When and Why to Change Your Database Collation

Changing Database Collation Without Data LossChanging a database collation can be necessary for many reasons: you might be standardizing systems after a merger, fixing sorting or comparison bugs, or moving to a Unicode-capable collation to support multilingual data. However, changing collation improperly can corrupt text, break indexes, or produce unexpected sorting/comparison behavior. This guide explains what collations are, why changes are needed, the risks involved, and provides step‑by‑step procedures and best practices to change a database collation without losing or mangling data. Examples focus on MySQL/MariaDB and Microsoft SQL Server; many principles apply to other systems (PostgreSQL, Oracle) as well.

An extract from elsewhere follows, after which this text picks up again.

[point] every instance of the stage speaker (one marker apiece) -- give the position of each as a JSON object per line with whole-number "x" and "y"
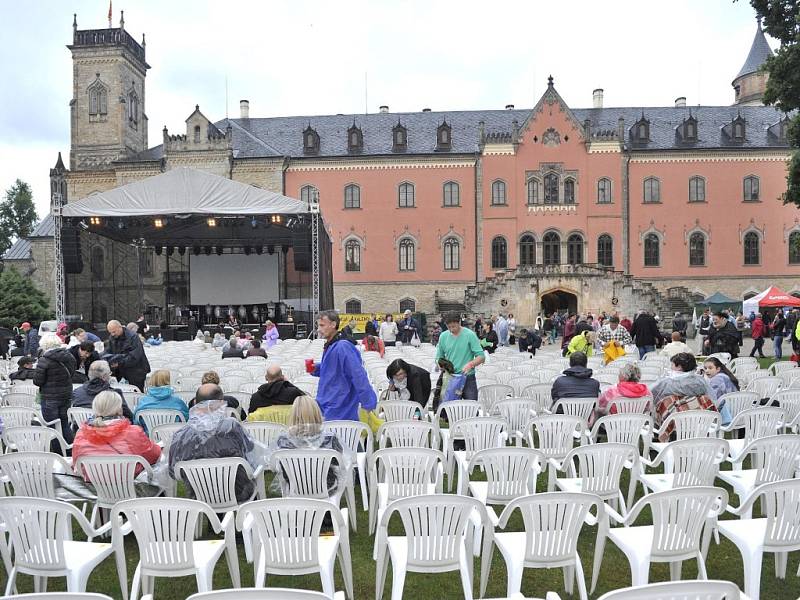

What is collation, and why does it matter?

Collation is the set of rules that determine how strings are compared and sorted. It includes:

  • Character encoding (which code points represent characters).
  • Sorting order (which character comes before another).
  • Comparison rules (case sensitivity and accent sensitivity).

Common issues caused by incorrect collations:

  • Incorrect ORDER BY results.
  • WHERE comparisons failing to match expected rows.
  • JOINs not matching because columns use different collations.
  • Corrupted or incorrectly interpreted characters when moving between encodings (e.g., latin1 to utf8/utf8mb4).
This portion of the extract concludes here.